What Happens to Credit When You Get Divorced?

by Ciele Edwards

While every individual develops a credit history independently of his spouse, shared accounts and household financial habits can and do impact the credit scores of both spouses. Depending on the types of debts you and your spouse share, divorce may not immediately sever those financial ties, and your credit report will reflect this fact.

Joint Debts

When you and your spouse share a joint debt, both of you are equally responsible for payment. The Federal Trade Commission warns that your divorce decree does not alter your original contract with the creditor – even if it notes that your former spouse is responsible for paying off the previously shared debt. Should the creditor not receive payment, both your credit and your former spouse’s credit will suffer.

Divorce Decree

A clear divorce decree, also known as a “settlement agreement,” specifying which spouse is responsible for which debt, is crucial for any couple with shared debts. A shared debt does not vanish from your credit report just because you got divorced, and if your spouse doesn’t pay a debt he's responsible for, the result is credit damage for both of you. However, while a divorce decree does not erase your joint liability, it does give you the ability to take your former spouse back to court for reimbursement if you have to pay additional creditors in an effort to preserve your credit rating.

Individual Debts

The only debts that impact your credit are those that appear on your credit report. Your former spouse’s nonpayment of a debt you do not share will hurt his credit while leaving yours untouched. For example, if you took out a personal loan and your former spouse did not co-sign with you for the loan, the loan is your responsibility, and only your credit will reflect payment or nonpayment. The same is true of premarital debts. Any debts you or your former spouse had before entering the marriage remain the responsibility of their owners and appear on the credit reports of those responsible for them.

Preserving Your Credit

One way of protecting your credit during divorce is to cancel joint credit cards and lines of credit. This prevents your spouse from incurring additional joint debt during the divorce process. If you can afford to pay off joint debts, doing so severs the financial tie between you and your former spouse for the account in question. You can also request that the divorce decree stipulate that your former spouse must refinance any assets tied to a joint debt, such as a home, into his own name.

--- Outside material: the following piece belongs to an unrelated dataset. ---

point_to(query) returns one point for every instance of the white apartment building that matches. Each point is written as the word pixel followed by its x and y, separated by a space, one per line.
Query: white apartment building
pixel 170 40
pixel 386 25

Post Divorce Considerations

If you and your former spouse both worked, a divorce considerably lowers both of your household incomes. Thus, it is imperative that you budget wisely and make smart financial decisions. Good debt management practices, such as paying bills on time and not incurring too much debt, helps you build positive credit after a divorce. In the event you cannot keep up with payments, contact your creditors immediately and try to make alternate arrangements. If the debt is question is a joint debt, contact your former spouse as well. This gives him the option of paying the debt to protect his own credit until you can reimburse him.